The parental fears of the online activities by teens are wildly overblown due to misinformation and a sense of fear, a new book suggests.
For her book, Microsoft and Harvard researcher danah boyd (she insists on a lower-case name), she interviewed more than 150 teens, as well as parents, teachers, and other authority figures from 2007-10, the New York Post reported.
Part of the irrational fear of online predators, boyd said, speaks to the difficulties some adults have of admitting certain facts about sexual abuse.
She said that the public is not comfortable facing the harrowing reality that strangers are unlikely perpetrators.

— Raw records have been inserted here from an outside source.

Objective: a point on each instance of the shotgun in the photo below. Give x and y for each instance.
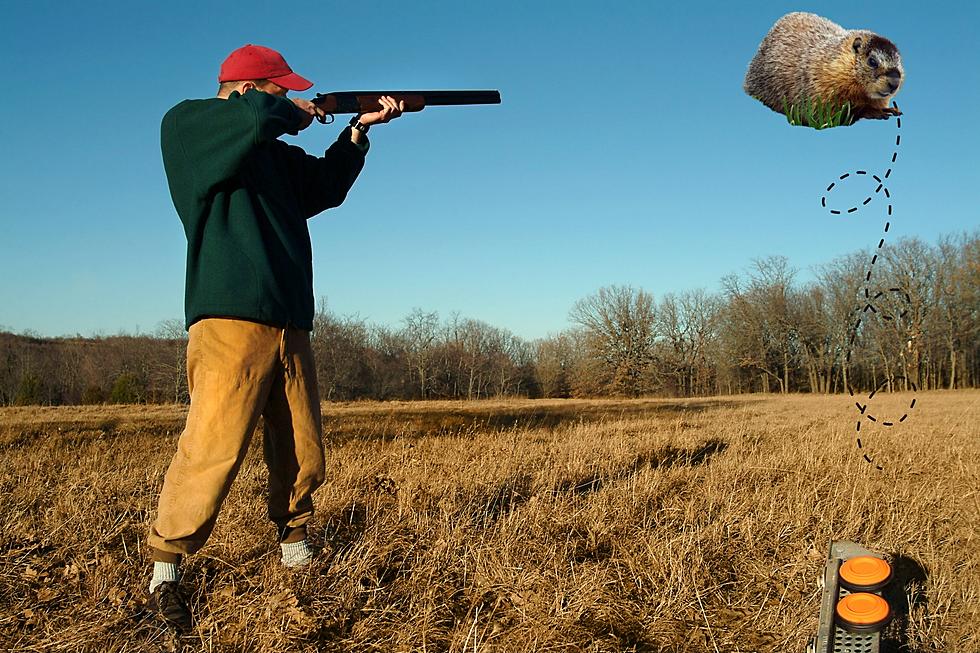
(365, 101)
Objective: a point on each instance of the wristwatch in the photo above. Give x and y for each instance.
(355, 123)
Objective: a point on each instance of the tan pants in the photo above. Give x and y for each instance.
(238, 370)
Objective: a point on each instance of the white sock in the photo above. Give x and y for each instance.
(296, 554)
(164, 572)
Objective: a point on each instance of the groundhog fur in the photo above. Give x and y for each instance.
(805, 57)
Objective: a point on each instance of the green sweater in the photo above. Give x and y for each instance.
(244, 198)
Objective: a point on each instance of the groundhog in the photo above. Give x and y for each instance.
(805, 57)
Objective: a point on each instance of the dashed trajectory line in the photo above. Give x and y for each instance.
(869, 298)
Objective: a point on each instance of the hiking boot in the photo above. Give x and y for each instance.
(167, 602)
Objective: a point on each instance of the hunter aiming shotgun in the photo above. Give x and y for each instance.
(366, 101)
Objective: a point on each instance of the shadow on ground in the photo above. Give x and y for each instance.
(905, 592)
(417, 423)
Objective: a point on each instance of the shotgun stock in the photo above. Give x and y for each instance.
(366, 101)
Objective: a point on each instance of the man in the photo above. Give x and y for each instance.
(244, 197)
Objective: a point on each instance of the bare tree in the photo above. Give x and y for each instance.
(619, 322)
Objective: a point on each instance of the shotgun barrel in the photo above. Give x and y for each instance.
(365, 101)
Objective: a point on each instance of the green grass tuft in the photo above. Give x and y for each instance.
(818, 113)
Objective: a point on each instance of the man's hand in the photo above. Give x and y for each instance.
(309, 112)
(389, 111)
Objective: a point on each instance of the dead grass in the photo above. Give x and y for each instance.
(650, 525)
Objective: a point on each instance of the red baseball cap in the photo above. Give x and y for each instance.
(257, 62)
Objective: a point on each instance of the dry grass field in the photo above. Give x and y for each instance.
(647, 525)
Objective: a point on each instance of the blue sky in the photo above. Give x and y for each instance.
(624, 152)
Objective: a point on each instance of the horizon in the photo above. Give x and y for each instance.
(505, 214)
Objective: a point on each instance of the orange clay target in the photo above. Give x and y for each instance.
(863, 612)
(865, 573)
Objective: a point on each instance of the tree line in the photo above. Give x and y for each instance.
(914, 324)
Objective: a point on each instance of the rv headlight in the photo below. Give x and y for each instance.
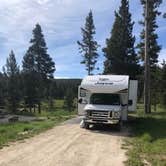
(116, 114)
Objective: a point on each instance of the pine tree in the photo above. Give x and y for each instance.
(88, 46)
(30, 81)
(13, 91)
(38, 60)
(154, 47)
(69, 99)
(163, 84)
(119, 51)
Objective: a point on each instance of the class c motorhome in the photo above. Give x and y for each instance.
(106, 99)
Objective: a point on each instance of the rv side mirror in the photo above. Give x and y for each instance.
(80, 100)
(130, 102)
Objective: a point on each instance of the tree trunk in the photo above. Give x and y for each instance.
(39, 107)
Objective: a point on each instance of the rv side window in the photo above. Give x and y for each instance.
(82, 92)
(105, 99)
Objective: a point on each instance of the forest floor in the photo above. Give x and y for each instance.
(68, 145)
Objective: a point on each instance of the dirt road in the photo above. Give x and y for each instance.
(67, 145)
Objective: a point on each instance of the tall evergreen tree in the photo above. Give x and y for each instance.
(154, 47)
(119, 51)
(88, 46)
(39, 62)
(13, 90)
(163, 84)
(30, 80)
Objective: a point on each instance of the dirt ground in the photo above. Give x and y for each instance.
(68, 145)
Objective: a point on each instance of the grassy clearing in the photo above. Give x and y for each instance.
(21, 130)
(147, 145)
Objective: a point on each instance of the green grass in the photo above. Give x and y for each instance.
(148, 141)
(21, 130)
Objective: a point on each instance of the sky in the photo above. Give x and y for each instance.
(61, 21)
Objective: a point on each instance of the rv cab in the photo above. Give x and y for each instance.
(106, 99)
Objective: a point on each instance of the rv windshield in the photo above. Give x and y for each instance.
(105, 99)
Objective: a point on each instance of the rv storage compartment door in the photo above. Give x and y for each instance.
(133, 86)
(82, 101)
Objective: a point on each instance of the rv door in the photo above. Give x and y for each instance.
(82, 100)
(133, 86)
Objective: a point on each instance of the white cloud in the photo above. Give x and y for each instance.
(61, 21)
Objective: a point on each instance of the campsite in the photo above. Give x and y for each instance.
(82, 83)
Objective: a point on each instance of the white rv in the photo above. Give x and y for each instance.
(106, 99)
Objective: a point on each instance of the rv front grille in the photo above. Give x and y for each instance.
(99, 114)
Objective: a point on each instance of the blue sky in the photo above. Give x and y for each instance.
(61, 21)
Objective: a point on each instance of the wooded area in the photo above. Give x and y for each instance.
(27, 86)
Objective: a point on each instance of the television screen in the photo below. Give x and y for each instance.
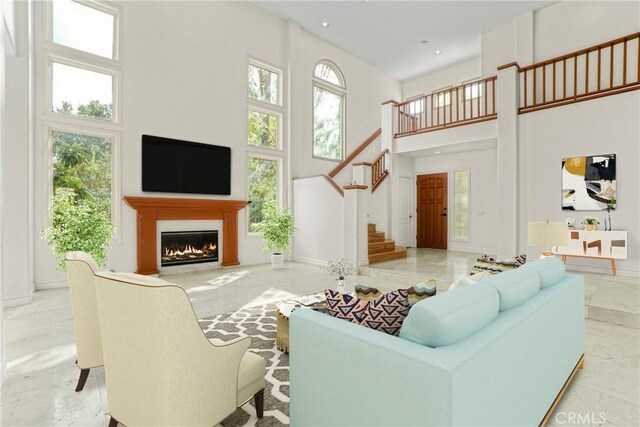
(174, 166)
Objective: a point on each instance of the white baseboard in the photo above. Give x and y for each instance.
(3, 370)
(19, 300)
(311, 261)
(606, 270)
(470, 250)
(52, 285)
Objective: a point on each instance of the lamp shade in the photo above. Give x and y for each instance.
(548, 234)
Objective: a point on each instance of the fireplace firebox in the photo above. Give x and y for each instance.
(188, 247)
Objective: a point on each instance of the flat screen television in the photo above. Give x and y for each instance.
(174, 166)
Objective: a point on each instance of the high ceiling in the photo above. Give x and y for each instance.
(389, 34)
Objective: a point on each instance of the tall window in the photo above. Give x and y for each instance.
(461, 205)
(265, 152)
(329, 93)
(81, 123)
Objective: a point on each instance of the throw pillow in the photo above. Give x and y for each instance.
(384, 314)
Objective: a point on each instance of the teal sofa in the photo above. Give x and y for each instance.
(495, 353)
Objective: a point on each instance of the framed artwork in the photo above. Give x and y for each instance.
(589, 183)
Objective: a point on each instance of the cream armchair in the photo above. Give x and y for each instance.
(160, 368)
(80, 272)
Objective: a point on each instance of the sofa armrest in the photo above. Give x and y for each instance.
(337, 366)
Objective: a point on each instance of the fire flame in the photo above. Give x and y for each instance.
(189, 250)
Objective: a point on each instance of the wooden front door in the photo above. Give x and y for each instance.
(432, 211)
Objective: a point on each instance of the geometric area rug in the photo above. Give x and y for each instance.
(259, 323)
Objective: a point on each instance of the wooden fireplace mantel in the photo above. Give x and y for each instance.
(152, 209)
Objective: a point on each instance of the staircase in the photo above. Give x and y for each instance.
(382, 249)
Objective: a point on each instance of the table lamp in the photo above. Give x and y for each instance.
(548, 234)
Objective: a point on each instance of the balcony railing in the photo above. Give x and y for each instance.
(465, 104)
(601, 70)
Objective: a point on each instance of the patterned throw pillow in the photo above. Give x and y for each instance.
(384, 314)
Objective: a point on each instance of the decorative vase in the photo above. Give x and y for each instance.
(277, 261)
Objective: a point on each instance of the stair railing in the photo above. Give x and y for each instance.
(461, 105)
(601, 70)
(379, 170)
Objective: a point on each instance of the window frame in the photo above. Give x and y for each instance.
(49, 121)
(278, 71)
(340, 91)
(278, 114)
(116, 196)
(279, 159)
(454, 237)
(279, 153)
(101, 6)
(75, 63)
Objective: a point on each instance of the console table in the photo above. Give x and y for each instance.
(598, 244)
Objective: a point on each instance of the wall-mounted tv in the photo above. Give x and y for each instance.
(174, 166)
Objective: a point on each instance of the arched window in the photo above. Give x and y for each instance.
(329, 92)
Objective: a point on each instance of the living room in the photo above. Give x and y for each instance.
(192, 73)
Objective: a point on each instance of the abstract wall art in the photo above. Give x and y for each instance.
(589, 183)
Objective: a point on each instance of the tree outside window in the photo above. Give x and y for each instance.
(328, 112)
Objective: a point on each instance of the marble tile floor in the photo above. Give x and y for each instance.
(41, 375)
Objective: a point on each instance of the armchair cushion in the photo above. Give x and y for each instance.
(250, 376)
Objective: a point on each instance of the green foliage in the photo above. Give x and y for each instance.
(81, 205)
(94, 109)
(262, 189)
(327, 124)
(78, 225)
(277, 229)
(262, 129)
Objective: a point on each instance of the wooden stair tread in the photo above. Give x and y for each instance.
(397, 253)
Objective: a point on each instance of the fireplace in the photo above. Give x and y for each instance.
(188, 247)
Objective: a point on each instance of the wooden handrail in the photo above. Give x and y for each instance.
(378, 170)
(333, 184)
(355, 153)
(455, 106)
(573, 85)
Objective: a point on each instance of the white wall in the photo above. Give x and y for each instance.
(453, 75)
(567, 26)
(548, 136)
(18, 285)
(367, 87)
(498, 48)
(482, 166)
(2, 145)
(184, 76)
(319, 221)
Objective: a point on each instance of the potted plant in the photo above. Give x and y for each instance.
(277, 231)
(78, 225)
(341, 268)
(610, 206)
(590, 222)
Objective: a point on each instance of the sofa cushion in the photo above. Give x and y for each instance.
(550, 269)
(451, 316)
(384, 314)
(514, 286)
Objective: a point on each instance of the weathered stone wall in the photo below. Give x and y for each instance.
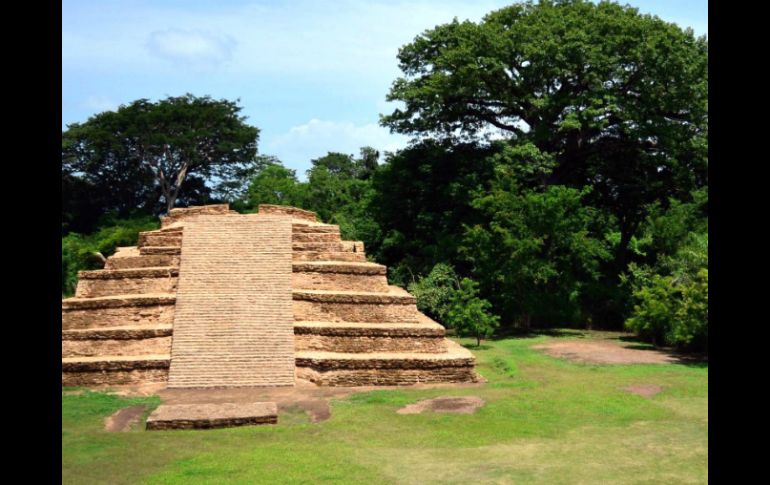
(361, 343)
(138, 261)
(157, 345)
(339, 281)
(184, 213)
(116, 316)
(294, 212)
(124, 286)
(387, 377)
(233, 324)
(353, 312)
(113, 377)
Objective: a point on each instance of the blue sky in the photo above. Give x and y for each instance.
(312, 75)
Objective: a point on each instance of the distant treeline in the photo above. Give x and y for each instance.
(589, 208)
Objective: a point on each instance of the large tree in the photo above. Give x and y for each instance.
(148, 150)
(616, 98)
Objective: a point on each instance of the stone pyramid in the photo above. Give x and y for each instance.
(219, 299)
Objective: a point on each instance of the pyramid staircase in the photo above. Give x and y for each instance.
(350, 327)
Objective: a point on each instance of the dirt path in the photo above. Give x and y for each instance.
(605, 352)
(123, 419)
(312, 399)
(445, 404)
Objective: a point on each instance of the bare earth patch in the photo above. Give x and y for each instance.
(445, 404)
(645, 390)
(123, 420)
(604, 352)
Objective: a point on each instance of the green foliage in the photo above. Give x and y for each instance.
(469, 314)
(172, 148)
(79, 250)
(535, 252)
(422, 197)
(613, 99)
(275, 184)
(434, 292)
(531, 402)
(672, 298)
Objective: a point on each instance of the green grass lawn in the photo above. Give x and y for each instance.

Most acts of sexual violence against children, she said, occur in their own homes by people that those children trust. Internet-initiated sexual assaults are rare.
She also notes that, "sex crimes against minors have been steadily declining since 1992, [suggesting] that the Internet is not creating a new plague."
Parental anxiety about children's time online results from other misperceptions as well, including about how teens perceive social media in general.
Many parents fear, for example, that teens have no sense of privacy because they seem to reveal everything about their lives online.
But boyd found that teens have a far more acute sense of it than many adults realize.
When teens seek privacy, they, like most people, seek it "in relation to those who hold power over them" - which mostly means teachers and parents.
As for all the time teens spend online, an amount that worries parents who see it as all-encompassing, boyd says that most teens would much prefer socializing in real life.